Fatigue Life Analysis of Subsea Pipelines due to Vortex Induced Vibration (Viv) at Free Span Case: Wnts (West Natuna Transportation System)

Abstract

Subsea pipelines in free-span conditions are highly susceptible to Vortex-Induced Vibration (VIV), which generates cyclic stresses and accelerates fatigue failure. This study investigates the fatigue life of a West Natuna Transportation System (WNTS) subsea pipeline under varying heading flow angles (30°, 45°, and 90°) using ANSYS CFD simulations and the Palmgren-Miner fatigue model, in accordance with DNV-RP-F105. Simulations considered Reynolds numbers of 100, 500, and 3.91×10⁵ to capture laminar-to-turbulent flow regimes. Results show that the 90° heading flow produces the most severe VIV, with maximum bending stresses up to 5.59×10⁸ Pa and a corresponding minimum fatigue life of less than 10⁵ cycles, while 30° heading yields significantly longer lifespans, exceeding 10¹⁶ cycles in some cases.
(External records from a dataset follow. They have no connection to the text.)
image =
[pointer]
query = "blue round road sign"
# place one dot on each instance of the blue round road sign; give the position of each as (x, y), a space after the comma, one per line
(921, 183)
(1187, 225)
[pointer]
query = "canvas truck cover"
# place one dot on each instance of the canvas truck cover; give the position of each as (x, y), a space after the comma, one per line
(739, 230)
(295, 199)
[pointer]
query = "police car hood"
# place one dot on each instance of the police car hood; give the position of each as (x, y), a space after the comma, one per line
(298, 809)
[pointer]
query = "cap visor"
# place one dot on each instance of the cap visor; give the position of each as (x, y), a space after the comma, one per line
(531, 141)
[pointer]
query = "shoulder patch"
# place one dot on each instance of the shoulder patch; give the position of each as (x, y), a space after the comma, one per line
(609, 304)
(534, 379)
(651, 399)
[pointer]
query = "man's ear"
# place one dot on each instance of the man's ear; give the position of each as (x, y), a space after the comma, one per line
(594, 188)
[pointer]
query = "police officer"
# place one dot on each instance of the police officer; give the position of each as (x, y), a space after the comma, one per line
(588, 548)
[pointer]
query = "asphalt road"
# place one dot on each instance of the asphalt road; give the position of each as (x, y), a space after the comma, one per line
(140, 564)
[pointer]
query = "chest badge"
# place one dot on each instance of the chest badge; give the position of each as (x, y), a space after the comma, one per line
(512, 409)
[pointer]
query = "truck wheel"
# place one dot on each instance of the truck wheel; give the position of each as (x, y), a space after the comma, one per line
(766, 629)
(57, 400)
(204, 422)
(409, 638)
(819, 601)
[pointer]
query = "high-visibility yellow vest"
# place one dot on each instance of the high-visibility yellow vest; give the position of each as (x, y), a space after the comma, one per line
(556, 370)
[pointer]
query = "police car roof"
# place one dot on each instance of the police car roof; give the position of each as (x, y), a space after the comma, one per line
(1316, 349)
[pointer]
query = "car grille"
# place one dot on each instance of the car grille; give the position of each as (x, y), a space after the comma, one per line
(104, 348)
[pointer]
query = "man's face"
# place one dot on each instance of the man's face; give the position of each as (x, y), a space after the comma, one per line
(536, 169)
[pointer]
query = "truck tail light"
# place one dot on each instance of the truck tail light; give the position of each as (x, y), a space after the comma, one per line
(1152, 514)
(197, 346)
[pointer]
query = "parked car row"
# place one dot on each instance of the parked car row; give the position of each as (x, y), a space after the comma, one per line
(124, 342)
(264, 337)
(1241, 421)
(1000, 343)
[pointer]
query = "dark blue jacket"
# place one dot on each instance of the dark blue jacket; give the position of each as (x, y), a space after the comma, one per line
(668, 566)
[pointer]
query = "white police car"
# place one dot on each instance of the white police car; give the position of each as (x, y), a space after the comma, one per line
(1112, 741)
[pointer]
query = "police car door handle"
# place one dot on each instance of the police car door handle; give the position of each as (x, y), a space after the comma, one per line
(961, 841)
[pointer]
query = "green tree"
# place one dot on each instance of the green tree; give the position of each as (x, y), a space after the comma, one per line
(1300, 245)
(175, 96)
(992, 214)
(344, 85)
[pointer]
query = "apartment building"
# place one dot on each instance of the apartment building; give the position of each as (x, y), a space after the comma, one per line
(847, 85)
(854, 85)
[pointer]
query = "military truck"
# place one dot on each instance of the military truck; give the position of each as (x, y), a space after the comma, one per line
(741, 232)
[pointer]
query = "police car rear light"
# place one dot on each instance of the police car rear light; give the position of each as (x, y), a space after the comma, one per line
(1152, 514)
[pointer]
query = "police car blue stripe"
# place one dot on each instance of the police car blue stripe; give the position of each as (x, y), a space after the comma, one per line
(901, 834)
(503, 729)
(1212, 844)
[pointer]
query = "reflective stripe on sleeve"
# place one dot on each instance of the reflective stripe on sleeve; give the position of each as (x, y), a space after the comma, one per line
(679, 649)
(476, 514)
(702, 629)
Average fatigue life decreased by up to 99.99% when flow incidence increased from 30° to 90° under turbulent conditions. The findings highlight that pipeline orientation relative to prevailing currents strongly influences vortex dynamics, and that aligning pipelines at oblique angles (30°–45°) can substantially reduce fatigue damage risk. These insights can inform the design and operational strategies of subsea pipeline systems in regions with strong and variable currents, such as the Natuna Sea.